Support for the display system internal snmp-agent operation in-progress command depends on the device model.

 

For devices that do not support the display system internal snmp-agent operation in-progress command, you can use the following methods to resolve the issue:

¡     Execute the debugging snmp agent command to enable SNMP debugging. Then, perform the SNMP Get or Set operation again to reproduce the issue. Use debugging information to locate and resolve the issue.

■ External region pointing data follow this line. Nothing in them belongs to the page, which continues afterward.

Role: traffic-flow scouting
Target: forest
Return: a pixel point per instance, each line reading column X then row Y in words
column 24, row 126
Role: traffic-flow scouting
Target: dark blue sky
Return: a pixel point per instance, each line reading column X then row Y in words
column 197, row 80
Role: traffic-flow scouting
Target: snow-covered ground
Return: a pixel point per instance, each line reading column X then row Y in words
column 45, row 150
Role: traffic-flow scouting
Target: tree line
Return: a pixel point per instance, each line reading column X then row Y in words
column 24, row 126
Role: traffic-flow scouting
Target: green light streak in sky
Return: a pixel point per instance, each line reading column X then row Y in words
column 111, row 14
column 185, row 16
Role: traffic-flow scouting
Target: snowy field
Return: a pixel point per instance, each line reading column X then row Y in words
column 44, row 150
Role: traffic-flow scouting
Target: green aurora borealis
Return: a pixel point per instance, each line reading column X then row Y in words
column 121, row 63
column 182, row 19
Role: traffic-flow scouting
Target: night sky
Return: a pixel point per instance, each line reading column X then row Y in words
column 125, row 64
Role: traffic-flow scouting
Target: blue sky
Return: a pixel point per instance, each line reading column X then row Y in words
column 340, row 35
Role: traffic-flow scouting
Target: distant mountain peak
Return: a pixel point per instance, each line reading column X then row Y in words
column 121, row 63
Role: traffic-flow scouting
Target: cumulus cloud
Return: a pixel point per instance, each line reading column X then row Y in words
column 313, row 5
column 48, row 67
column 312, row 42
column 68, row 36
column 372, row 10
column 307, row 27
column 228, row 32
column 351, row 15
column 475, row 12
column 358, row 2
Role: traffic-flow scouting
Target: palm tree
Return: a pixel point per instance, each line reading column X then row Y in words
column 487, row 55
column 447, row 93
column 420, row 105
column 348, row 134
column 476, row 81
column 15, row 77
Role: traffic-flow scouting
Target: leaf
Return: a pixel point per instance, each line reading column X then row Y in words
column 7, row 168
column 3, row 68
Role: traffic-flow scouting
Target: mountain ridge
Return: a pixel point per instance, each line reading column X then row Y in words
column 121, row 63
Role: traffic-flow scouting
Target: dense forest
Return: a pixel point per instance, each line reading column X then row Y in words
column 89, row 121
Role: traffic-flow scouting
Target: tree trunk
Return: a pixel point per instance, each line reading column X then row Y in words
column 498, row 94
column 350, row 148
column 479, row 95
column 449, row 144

¡     If the SNMP process gets stuck and cannot execute SNMP operations to reproduce the issue, you can execute the follow command in probe view to identify the cause for the SNMP process getting stuck. Then execute the undo snmp-agent command and snmp-agent command in sequence to restart the SNMP process.

6.     If the issue persists, collect the following information and contact Technical Support:

¡     Results of each step.

¡     Configuration file, log messages, and alarm messages.

Related alarm and log messages

Alarm messages

N/A

Log messages

N/A

NMS failure to manage the device

Symptom

The NMS performs an SNMP Set or Get operation on the device, but the device does not respond or a prompt is displayed indicating that the operation has failed.

Common causes

The following are the common causes of this type of issue:

·     The NMS cannot connect to the device via SNMP.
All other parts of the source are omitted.